What makes an analysis of the prospects for Dish and Rakuten difficult to compare are the large differences in country size, population density and accessible deployed fiber optic.  The distributed Internet method of deploying wireless depends on either fiber optic or Gigabit wireless broadband for backhaul/fronthaul. Rakuten's VNF, virtual network function, cloud network approach relies heavily on fiber-optic to connect to the 'network node' radio heads to reach the lower cost of deployment and flexible virtualized "internet" type architecture.  The prospects look a different in the USA: Japan is among countries that deployed dense fiber-optic grid networks that provide lowered cost.  The USA's fiber-optic plant is haphazard and costly by comparison. 

 

DISH and all other MNOs face a highly varied geography and other factors that drive up the costs of deploying distributed networks.  There are ways to cut through some cost differences between these scenarios that help the Rakuten example service as a template for Dish.

 

Both companies ride a similar MVNO to network infrastructure deployment strategy that eases market entry and building of networks on a pay-as-you-go basis.

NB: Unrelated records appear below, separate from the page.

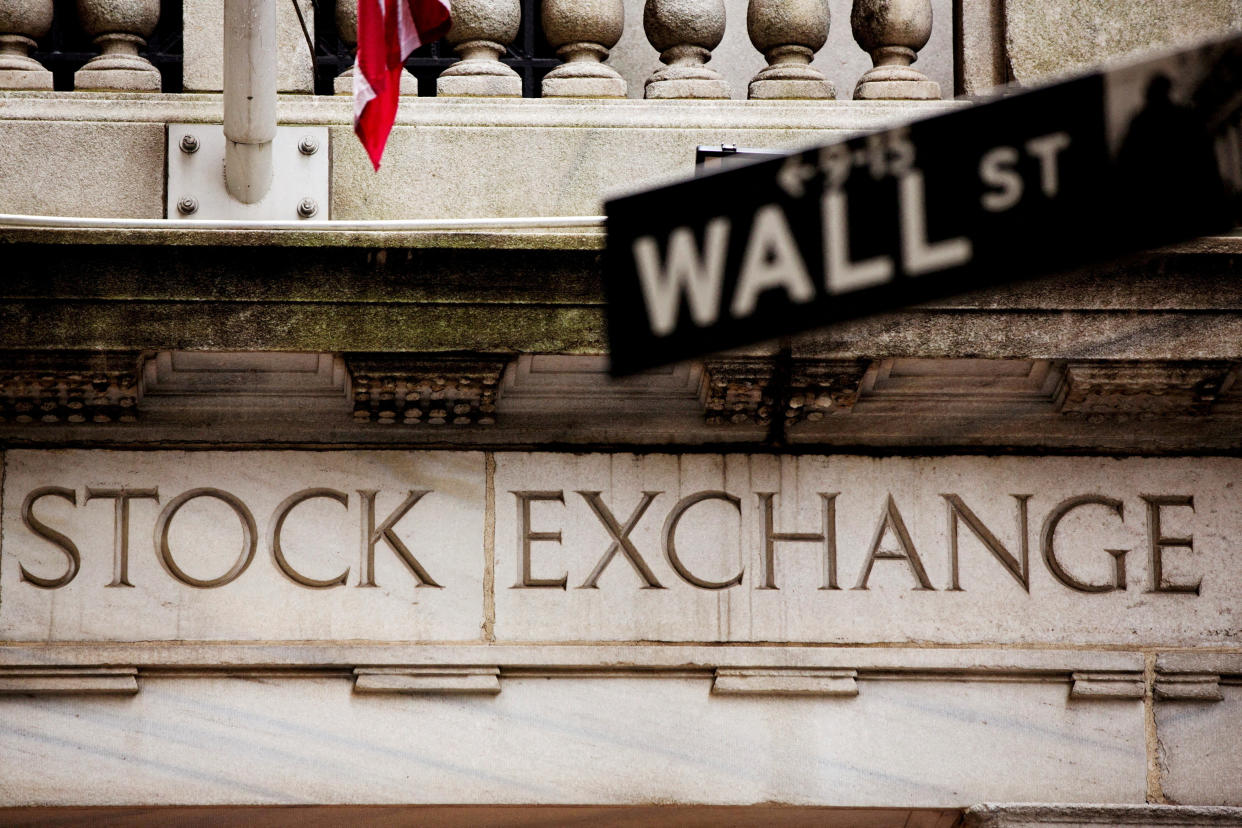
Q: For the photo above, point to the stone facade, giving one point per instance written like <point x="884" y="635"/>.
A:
<point x="352" y="514"/>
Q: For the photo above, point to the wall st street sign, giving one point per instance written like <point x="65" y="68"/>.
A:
<point x="1052" y="178"/>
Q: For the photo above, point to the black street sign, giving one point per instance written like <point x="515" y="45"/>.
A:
<point x="1046" y="179"/>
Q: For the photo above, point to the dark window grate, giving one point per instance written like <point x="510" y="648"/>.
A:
<point x="67" y="47"/>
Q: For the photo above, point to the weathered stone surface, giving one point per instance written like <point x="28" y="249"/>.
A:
<point x="570" y="740"/>
<point x="73" y="169"/>
<point x="1048" y="37"/>
<point x="208" y="541"/>
<point x="1088" y="816"/>
<point x="481" y="32"/>
<point x="684" y="32"/>
<point x="719" y="587"/>
<point x="737" y="60"/>
<point x="203" y="25"/>
<point x="21" y="24"/>
<point x="583" y="34"/>
<point x="789" y="34"/>
<point x="893" y="31"/>
<point x="1200" y="761"/>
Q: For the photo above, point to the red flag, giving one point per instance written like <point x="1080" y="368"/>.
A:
<point x="388" y="31"/>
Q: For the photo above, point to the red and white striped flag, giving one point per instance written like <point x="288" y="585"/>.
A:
<point x="388" y="31"/>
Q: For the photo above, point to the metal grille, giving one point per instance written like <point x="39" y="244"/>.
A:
<point x="529" y="55"/>
<point x="67" y="47"/>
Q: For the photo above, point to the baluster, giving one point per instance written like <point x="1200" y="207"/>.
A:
<point x="347" y="26"/>
<point x="684" y="32"/>
<point x="21" y="24"/>
<point x="119" y="27"/>
<point x="583" y="32"/>
<point x="481" y="31"/>
<point x="789" y="32"/>
<point x="893" y="31"/>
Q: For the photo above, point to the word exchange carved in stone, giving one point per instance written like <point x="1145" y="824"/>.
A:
<point x="888" y="523"/>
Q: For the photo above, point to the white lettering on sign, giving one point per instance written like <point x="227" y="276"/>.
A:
<point x="999" y="170"/>
<point x="771" y="261"/>
<point x="699" y="276"/>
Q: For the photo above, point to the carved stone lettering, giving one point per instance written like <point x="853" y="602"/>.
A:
<point x="373" y="534"/>
<point x="277" y="524"/>
<point x="1047" y="540"/>
<point x="525" y="536"/>
<point x="1020" y="567"/>
<point x="49" y="534"/>
<point x="621" y="541"/>
<point x="671" y="545"/>
<point x="1130" y="550"/>
<point x="1158" y="543"/>
<point x="827" y="536"/>
<point x="121" y="526"/>
<point x="249" y="539"/>
<point x="891" y="520"/>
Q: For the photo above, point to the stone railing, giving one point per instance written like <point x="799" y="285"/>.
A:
<point x="583" y="32"/>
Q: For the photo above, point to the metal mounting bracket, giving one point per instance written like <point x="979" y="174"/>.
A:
<point x="196" y="188"/>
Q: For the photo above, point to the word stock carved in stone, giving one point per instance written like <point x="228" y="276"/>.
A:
<point x="371" y="534"/>
<point x="889" y="522"/>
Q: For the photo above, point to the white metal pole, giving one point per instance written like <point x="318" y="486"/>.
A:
<point x="250" y="97"/>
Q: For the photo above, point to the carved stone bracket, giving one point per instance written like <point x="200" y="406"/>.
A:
<point x="68" y="680"/>
<point x="1101" y="391"/>
<point x="820" y="682"/>
<point x="1187" y="687"/>
<point x="427" y="680"/>
<point x="73" y="387"/>
<point x="817" y="387"/>
<point x="738" y="390"/>
<point x="417" y="389"/>
<point x="1123" y="684"/>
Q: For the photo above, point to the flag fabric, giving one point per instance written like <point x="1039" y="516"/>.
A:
<point x="388" y="31"/>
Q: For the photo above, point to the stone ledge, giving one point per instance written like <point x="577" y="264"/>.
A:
<point x="883" y="662"/>
<point x="1082" y="816"/>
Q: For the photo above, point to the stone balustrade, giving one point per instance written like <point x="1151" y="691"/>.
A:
<point x="584" y="34"/>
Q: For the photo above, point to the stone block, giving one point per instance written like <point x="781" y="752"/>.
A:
<point x="1050" y="37"/>
<point x="216" y="513"/>
<point x="204" y="47"/>
<point x="82" y="169"/>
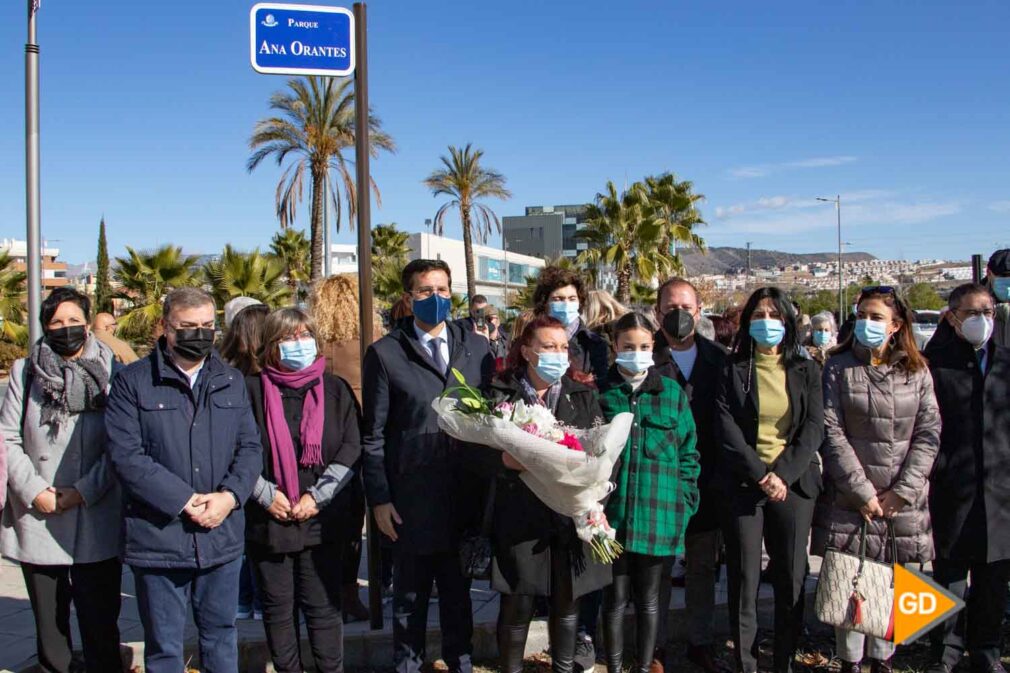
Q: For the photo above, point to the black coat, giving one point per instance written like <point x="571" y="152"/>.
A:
<point x="340" y="444"/>
<point x="701" y="389"/>
<point x="970" y="487"/>
<point x="407" y="460"/>
<point x="736" y="430"/>
<point x="524" y="531"/>
<point x="590" y="353"/>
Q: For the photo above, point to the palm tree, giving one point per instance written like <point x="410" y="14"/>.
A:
<point x="623" y="230"/>
<point x="459" y="303"/>
<point x="389" y="255"/>
<point x="291" y="249"/>
<point x="144" y="279"/>
<point x="465" y="181"/>
<point x="12" y="301"/>
<point x="254" y="275"/>
<point x="316" y="125"/>
<point x="676" y="204"/>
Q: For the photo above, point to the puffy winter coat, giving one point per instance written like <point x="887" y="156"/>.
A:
<point x="882" y="433"/>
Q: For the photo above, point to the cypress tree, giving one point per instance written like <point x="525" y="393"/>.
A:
<point x="103" y="290"/>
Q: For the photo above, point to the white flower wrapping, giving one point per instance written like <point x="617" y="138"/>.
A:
<point x="570" y="482"/>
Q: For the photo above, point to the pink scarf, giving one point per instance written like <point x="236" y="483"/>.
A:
<point x="282" y="448"/>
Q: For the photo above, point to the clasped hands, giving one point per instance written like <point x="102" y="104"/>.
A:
<point x="210" y="509"/>
<point x="886" y="505"/>
<point x="58" y="500"/>
<point x="282" y="510"/>
<point x="774" y="487"/>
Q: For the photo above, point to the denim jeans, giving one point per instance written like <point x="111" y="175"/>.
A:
<point x="163" y="597"/>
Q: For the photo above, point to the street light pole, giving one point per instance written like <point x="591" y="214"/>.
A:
<point x="841" y="286"/>
<point x="33" y="203"/>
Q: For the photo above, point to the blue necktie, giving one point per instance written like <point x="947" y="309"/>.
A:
<point x="435" y="347"/>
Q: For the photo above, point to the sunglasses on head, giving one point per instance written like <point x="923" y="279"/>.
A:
<point x="877" y="289"/>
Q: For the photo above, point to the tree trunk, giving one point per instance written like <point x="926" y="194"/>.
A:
<point x="468" y="249"/>
<point x="318" y="180"/>
<point x="624" y="286"/>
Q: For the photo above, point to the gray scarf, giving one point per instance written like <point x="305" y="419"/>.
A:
<point x="71" y="386"/>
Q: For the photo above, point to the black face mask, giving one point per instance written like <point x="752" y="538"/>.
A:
<point x="679" y="323"/>
<point x="194" y="344"/>
<point x="67" y="341"/>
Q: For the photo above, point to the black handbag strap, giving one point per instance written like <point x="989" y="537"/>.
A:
<point x="489" y="508"/>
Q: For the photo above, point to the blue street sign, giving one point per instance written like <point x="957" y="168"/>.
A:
<point x="301" y="39"/>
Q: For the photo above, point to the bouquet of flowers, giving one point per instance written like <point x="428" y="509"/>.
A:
<point x="568" y="469"/>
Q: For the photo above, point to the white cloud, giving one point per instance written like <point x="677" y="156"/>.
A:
<point x="796" y="216"/>
<point x="763" y="170"/>
<point x="792" y="202"/>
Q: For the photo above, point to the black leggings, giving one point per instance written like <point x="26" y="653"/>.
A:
<point x="640" y="576"/>
<point x="517" y="610"/>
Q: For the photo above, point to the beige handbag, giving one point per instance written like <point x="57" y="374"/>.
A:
<point x="856" y="593"/>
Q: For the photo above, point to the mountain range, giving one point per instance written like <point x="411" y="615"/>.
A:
<point x="727" y="260"/>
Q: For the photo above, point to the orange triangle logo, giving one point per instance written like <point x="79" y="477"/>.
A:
<point x="919" y="604"/>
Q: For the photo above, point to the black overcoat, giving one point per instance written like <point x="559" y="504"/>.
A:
<point x="970" y="484"/>
<point x="524" y="531"/>
<point x="406" y="459"/>
<point x="701" y="389"/>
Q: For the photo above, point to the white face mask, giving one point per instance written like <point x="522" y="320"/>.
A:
<point x="977" y="330"/>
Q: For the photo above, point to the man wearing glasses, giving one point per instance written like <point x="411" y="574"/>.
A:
<point x="185" y="447"/>
<point x="970" y="492"/>
<point x="413" y="471"/>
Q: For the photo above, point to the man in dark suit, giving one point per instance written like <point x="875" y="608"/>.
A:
<point x="694" y="362"/>
<point x="970" y="493"/>
<point x="412" y="469"/>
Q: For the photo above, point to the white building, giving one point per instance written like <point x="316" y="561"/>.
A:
<point x="489" y="265"/>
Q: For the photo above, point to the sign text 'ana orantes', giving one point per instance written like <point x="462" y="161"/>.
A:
<point x="301" y="39"/>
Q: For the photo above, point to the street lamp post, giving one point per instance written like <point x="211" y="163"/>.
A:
<point x="841" y="287"/>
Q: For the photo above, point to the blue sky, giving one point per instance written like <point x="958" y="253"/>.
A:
<point x="901" y="107"/>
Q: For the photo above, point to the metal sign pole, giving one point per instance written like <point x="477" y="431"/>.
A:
<point x="365" y="268"/>
<point x="33" y="203"/>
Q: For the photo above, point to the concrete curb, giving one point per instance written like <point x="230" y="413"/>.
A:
<point x="374" y="649"/>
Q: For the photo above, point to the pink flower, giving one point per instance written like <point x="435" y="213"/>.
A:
<point x="572" y="442"/>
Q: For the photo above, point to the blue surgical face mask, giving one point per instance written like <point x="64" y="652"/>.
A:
<point x="298" y="355"/>
<point x="821" y="339"/>
<point x="551" y="366"/>
<point x="635" y="362"/>
<point x="871" y="333"/>
<point x="432" y="310"/>
<point x="566" y="311"/>
<point x="767" y="333"/>
<point x="1001" y="287"/>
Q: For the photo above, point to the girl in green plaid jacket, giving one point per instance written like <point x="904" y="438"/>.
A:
<point x="655" y="487"/>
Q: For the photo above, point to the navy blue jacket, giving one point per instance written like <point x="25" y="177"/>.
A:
<point x="168" y="442"/>
<point x="406" y="459"/>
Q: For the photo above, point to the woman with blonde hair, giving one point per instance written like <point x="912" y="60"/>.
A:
<point x="337" y="319"/>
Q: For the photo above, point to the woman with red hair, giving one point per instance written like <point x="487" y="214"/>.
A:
<point x="536" y="552"/>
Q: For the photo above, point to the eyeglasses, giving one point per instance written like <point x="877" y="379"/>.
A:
<point x="428" y="290"/>
<point x="972" y="312"/>
<point x="193" y="325"/>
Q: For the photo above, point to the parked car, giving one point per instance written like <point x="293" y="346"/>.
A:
<point x="925" y="326"/>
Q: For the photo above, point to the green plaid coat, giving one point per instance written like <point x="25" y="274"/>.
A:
<point x="657" y="477"/>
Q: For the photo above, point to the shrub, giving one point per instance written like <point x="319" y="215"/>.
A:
<point x="9" y="353"/>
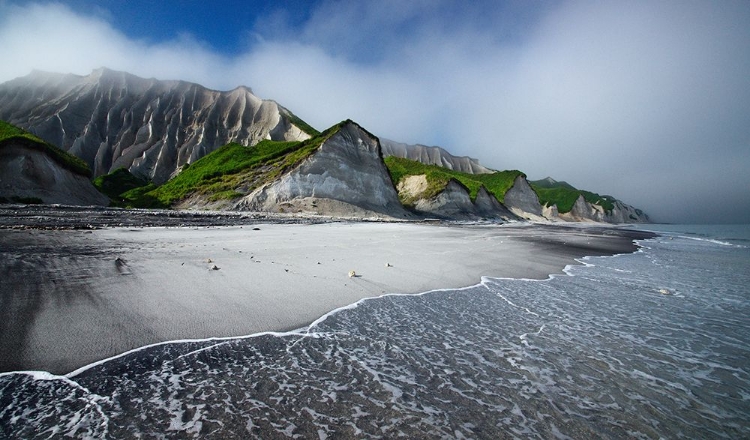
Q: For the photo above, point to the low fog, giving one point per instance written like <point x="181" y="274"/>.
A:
<point x="646" y="101"/>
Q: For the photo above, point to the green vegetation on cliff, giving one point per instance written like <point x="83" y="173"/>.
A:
<point x="228" y="173"/>
<point x="119" y="181"/>
<point x="9" y="133"/>
<point x="497" y="183"/>
<point x="565" y="195"/>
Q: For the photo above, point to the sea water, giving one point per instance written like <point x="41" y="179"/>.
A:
<point x="654" y="344"/>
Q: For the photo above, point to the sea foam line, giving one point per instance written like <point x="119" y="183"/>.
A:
<point x="308" y="330"/>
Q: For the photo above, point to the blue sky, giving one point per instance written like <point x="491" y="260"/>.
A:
<point x="645" y="100"/>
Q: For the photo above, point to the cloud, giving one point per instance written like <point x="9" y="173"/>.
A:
<point x="647" y="101"/>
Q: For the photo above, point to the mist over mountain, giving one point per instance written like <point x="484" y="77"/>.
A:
<point x="114" y="119"/>
<point x="253" y="154"/>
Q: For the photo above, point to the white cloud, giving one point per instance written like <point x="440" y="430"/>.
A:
<point x="614" y="97"/>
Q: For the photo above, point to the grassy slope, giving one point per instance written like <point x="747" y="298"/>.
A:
<point x="230" y="172"/>
<point x="497" y="183"/>
<point x="117" y="182"/>
<point x="10" y="133"/>
<point x="565" y="198"/>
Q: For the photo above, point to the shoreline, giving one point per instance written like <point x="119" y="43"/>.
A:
<point x="72" y="297"/>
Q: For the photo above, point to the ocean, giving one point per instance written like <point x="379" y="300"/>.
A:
<point x="654" y="344"/>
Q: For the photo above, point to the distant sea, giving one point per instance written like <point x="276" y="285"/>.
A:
<point x="654" y="344"/>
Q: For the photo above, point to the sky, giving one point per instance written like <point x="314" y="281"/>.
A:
<point x="648" y="101"/>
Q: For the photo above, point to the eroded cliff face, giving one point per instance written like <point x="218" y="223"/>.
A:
<point x="114" y="119"/>
<point x="432" y="156"/>
<point x="584" y="211"/>
<point x="523" y="201"/>
<point x="30" y="173"/>
<point x="346" y="176"/>
<point x="454" y="202"/>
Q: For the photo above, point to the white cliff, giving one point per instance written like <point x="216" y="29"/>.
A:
<point x="30" y="173"/>
<point x="432" y="156"/>
<point x="346" y="176"/>
<point x="113" y="119"/>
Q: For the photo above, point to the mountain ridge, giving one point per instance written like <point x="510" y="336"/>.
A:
<point x="156" y="129"/>
<point x="114" y="119"/>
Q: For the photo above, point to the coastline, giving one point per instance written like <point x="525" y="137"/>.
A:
<point x="75" y="297"/>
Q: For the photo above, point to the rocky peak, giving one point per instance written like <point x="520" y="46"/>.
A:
<point x="432" y="156"/>
<point x="114" y="119"/>
<point x="345" y="176"/>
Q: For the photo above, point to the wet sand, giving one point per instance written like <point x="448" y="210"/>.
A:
<point x="72" y="297"/>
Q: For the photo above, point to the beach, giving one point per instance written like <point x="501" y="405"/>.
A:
<point x="72" y="297"/>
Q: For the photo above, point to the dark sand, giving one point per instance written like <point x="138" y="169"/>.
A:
<point x="71" y="297"/>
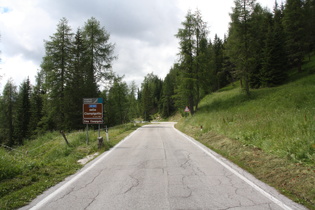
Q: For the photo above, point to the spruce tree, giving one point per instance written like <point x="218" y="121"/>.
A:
<point x="239" y="41"/>
<point x="99" y="56"/>
<point x="23" y="113"/>
<point x="274" y="65"/>
<point x="56" y="65"/>
<point x="9" y="97"/>
<point x="295" y="32"/>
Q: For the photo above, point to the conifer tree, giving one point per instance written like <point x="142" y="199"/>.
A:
<point x="56" y="65"/>
<point x="239" y="41"/>
<point x="99" y="56"/>
<point x="9" y="97"/>
<point x="274" y="65"/>
<point x="23" y="113"/>
<point x="37" y="104"/>
<point x="294" y="25"/>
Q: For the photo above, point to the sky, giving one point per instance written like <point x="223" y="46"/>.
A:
<point x="143" y="31"/>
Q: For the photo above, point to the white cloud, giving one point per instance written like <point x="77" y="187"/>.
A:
<point x="17" y="68"/>
<point x="142" y="30"/>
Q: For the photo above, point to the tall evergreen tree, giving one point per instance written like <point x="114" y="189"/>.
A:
<point x="151" y="91"/>
<point x="190" y="37"/>
<point x="23" y="113"/>
<point x="274" y="65"/>
<point x="118" y="102"/>
<point x="309" y="9"/>
<point x="294" y="25"/>
<point x="99" y="56"/>
<point x="75" y="90"/>
<point x="56" y="65"/>
<point x="37" y="104"/>
<point x="9" y="97"/>
<point x="168" y="91"/>
<point x="239" y="41"/>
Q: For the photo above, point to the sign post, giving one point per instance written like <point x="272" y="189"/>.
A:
<point x="92" y="113"/>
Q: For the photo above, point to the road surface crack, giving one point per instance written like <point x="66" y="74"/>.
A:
<point x="89" y="204"/>
<point x="136" y="184"/>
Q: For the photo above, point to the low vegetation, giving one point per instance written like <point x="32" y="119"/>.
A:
<point x="28" y="170"/>
<point x="271" y="134"/>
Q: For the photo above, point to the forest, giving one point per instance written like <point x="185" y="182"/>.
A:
<point x="259" y="49"/>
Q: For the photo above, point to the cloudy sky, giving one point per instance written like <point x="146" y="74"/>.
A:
<point x="142" y="30"/>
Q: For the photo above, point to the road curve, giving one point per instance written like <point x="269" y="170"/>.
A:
<point x="158" y="167"/>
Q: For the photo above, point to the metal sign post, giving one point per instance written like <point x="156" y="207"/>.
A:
<point x="92" y="114"/>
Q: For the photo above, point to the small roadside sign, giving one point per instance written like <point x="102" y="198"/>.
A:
<point x="93" y="111"/>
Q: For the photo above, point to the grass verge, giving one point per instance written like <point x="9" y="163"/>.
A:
<point x="271" y="134"/>
<point x="29" y="170"/>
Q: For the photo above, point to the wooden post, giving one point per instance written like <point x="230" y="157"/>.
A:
<point x="65" y="138"/>
<point x="100" y="142"/>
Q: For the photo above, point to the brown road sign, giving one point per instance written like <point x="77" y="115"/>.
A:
<point x="92" y="112"/>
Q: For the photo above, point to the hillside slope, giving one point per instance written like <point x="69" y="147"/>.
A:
<point x="272" y="134"/>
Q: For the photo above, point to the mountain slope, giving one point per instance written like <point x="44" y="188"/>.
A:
<point x="272" y="134"/>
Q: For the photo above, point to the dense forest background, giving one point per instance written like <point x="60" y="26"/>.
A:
<point x="259" y="49"/>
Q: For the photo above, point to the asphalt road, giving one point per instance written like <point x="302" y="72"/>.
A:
<point x="157" y="167"/>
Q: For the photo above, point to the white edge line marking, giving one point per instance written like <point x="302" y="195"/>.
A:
<point x="252" y="184"/>
<point x="61" y="188"/>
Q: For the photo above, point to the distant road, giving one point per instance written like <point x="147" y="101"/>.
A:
<point x="158" y="167"/>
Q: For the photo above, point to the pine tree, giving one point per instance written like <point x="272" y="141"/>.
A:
<point x="190" y="37"/>
<point x="56" y="65"/>
<point x="75" y="90"/>
<point x="167" y="101"/>
<point x="118" y="102"/>
<point x="37" y="104"/>
<point x="99" y="56"/>
<point x="309" y="21"/>
<point x="274" y="65"/>
<point x="239" y="41"/>
<point x="23" y="113"/>
<point x="8" y="111"/>
<point x="295" y="32"/>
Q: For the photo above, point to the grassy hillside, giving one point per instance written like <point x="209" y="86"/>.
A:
<point x="275" y="126"/>
<point x="27" y="171"/>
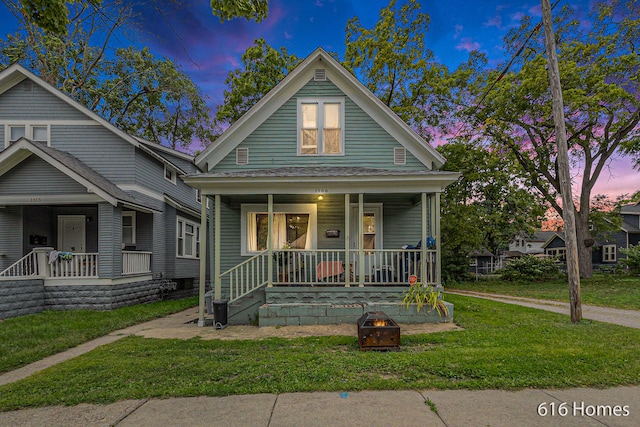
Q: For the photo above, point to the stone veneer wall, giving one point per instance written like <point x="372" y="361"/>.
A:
<point x="21" y="297"/>
<point x="327" y="306"/>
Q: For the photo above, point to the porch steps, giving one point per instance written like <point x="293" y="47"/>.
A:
<point x="245" y="310"/>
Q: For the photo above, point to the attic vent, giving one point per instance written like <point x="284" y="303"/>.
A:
<point x="242" y="156"/>
<point x="399" y="156"/>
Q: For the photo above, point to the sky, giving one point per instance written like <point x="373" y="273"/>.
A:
<point x="208" y="49"/>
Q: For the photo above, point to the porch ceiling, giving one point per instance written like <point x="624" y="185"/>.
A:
<point x="321" y="180"/>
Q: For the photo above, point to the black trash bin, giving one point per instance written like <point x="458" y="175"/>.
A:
<point x="220" y="313"/>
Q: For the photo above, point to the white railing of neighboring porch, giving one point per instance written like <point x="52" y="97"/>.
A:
<point x="136" y="262"/>
<point x="25" y="266"/>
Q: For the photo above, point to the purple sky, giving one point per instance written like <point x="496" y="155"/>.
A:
<point x="208" y="49"/>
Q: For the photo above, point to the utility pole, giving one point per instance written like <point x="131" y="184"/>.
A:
<point x="564" y="176"/>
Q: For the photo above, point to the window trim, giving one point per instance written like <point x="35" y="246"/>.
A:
<point x="301" y="208"/>
<point x="181" y="223"/>
<point x="131" y="214"/>
<point x="320" y="101"/>
<point x="173" y="173"/>
<point x="28" y="132"/>
<point x="613" y="257"/>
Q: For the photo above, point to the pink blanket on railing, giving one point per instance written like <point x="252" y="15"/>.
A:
<point x="329" y="269"/>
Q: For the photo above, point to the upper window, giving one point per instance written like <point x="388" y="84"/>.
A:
<point x="169" y="174"/>
<point x="294" y="227"/>
<point x="37" y="133"/>
<point x="188" y="239"/>
<point x="321" y="126"/>
<point x="609" y="253"/>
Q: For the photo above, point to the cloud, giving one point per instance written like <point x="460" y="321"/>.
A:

That, however, places the burden of proof on company performance.  In theory, the new wave of virtualized and distributed network architecture provides a much lower cost of deployment and ongoing operation while being more capable of providing multiple services. The market is more mature, which makes populating greenfield networks more difficult to reach the ROI breakeven.  

 

It is exciting to see companies that are taking up the distributed network banner in attempts to be the next disruptive wave of wireless/ICT.  The proof will be in the execution that delivers results as this shifts from theory to the risking of capital.